Portés par les étoiles décernées par le Guide Michelin, les grands cuisiniers deviennent des chefs d’orchestre et des hommes d’affaires.
Si les étoiles Michelin sont l’assurance d’un carnet de réservation rempli, elles ne sont pas gages de rentabilité. Cette dernière avoisinerait en effet les 20% maximum pour les plus chanceux, avant amortissement.
Il est difficile pour un chef de miser exclusivement sur sa seule activité de restaurateur. Depuis une trentaine d’années, les grands chefs étoilés l’ont bien compris, ils sont passés du statut de cuisiners à celui d’entrepreneurs, multipliant les activités : ouvertures de restaurants, d’hôtels, d’écoles de cuisine, voire de PME agro-alimentaires.
Investissement continus pour une Etoile au Michelin
Pour décrocher les précieux macarons ? Une bonne dose de talent, de travail et de rigueur mais aussi des investissements constants et élevés. «Pas de performance sans les investissements qui vont avec ! Chaque année, l’entreprise investit en moyenne 10% de son CA, ce qui est considérable !
Il faut, en effet, moderniser l’outil de production même lorsque l’affaire fonctionne correctement. Nous avons ainsi transformé l’ancienne cuisine uniquement pour le renouvellement du fourneau, ce qui nous a coûté 150.000 €. Mais nous savons que l’investissement n’est pas vain», témoigne Georges Blanc, le roi de la Bresse, dont le groupe a investi à Vannes il y a 6 ans 3,5 M€ dans la construction et l’aménagement d’un spa.
Bien lui en a pris puisque le CA généré a dépassé l’investissement initial après seulement 2 ans d’exploitation. Un cas d’école !
Une offre élargie
En 1996, Pierre Gagnaire quitte Saint-Étienne et son restaurant triplement étoilé. À l’époque, il estime qu’il est impossible de faire vivre un restaurant 3 étoiles Michelin dans le Forez sans une offre hôtelière associée. Le chef choisit alors de rapatrier ses activités dans la capitale.
Vingt ans plus tard, Gagnaire cumule 12 étoiles, enregistre un CA de plus de 6 M€ avec ses restaurants à Paris, Londres, Berlin, Hong Kong.

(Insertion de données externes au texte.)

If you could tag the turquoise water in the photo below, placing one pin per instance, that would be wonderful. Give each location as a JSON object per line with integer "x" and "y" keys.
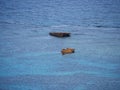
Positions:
{"x": 30, "y": 59}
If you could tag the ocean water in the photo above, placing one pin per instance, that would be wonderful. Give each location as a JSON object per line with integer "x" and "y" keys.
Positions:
{"x": 30, "y": 59}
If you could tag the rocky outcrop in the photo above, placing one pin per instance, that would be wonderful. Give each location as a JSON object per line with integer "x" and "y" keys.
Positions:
{"x": 67, "y": 51}
{"x": 60, "y": 34}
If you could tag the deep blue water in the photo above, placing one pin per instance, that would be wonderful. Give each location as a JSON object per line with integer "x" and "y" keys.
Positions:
{"x": 30, "y": 59}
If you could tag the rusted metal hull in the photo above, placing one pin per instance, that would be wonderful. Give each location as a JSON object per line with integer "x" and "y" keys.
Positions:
{"x": 59, "y": 34}
{"x": 67, "y": 51}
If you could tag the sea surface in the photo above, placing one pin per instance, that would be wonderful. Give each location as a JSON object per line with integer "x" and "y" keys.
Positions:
{"x": 30, "y": 59}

Gagnaire, comme Ducasse, Frechon ou Savoy, la réussite passe par la multiplication des adresses, notamment dans les plus grandes capitales.
Pour d’autres, comme Georges Blanc, plus que la situation géographique, c’est avant tout le développement d’une offre adaptée qui garantit – ou non – la réussite d’une maison.
«En 1968, lorsque j’ai repris l’auberge de la Mère Blanc créée en 1872 et étoilée depuis 1929, j’ai très vite compris qu’un restaurant fortement étoilé à la campagne devait, pour attirer les clients, offrir un hébergement de qualité. Au fil des années, j’ai donc acheté des maisons alentours pour les transformer en hôtels et restaurants. Aujourd’hui, Vonnas compte un hôtel 5 étoiles, un 4 étoiles et un 3 étoiles, chacun disposant de son propre restaurant. À cela s’ajoutent des boutiques, 4 piscines, 2 spas… Nous sommes passés de 120 m2 à 6 hectares», détaille le chef de Vonnas (Ain) qui a su faire de son entreprise, qui enregistre 30 M€ de CA et emploie 300 personnes, un petit empire de l’art de vivre à la française mondialement connu. Deux stratégies différentes mais tout aussi… payantes.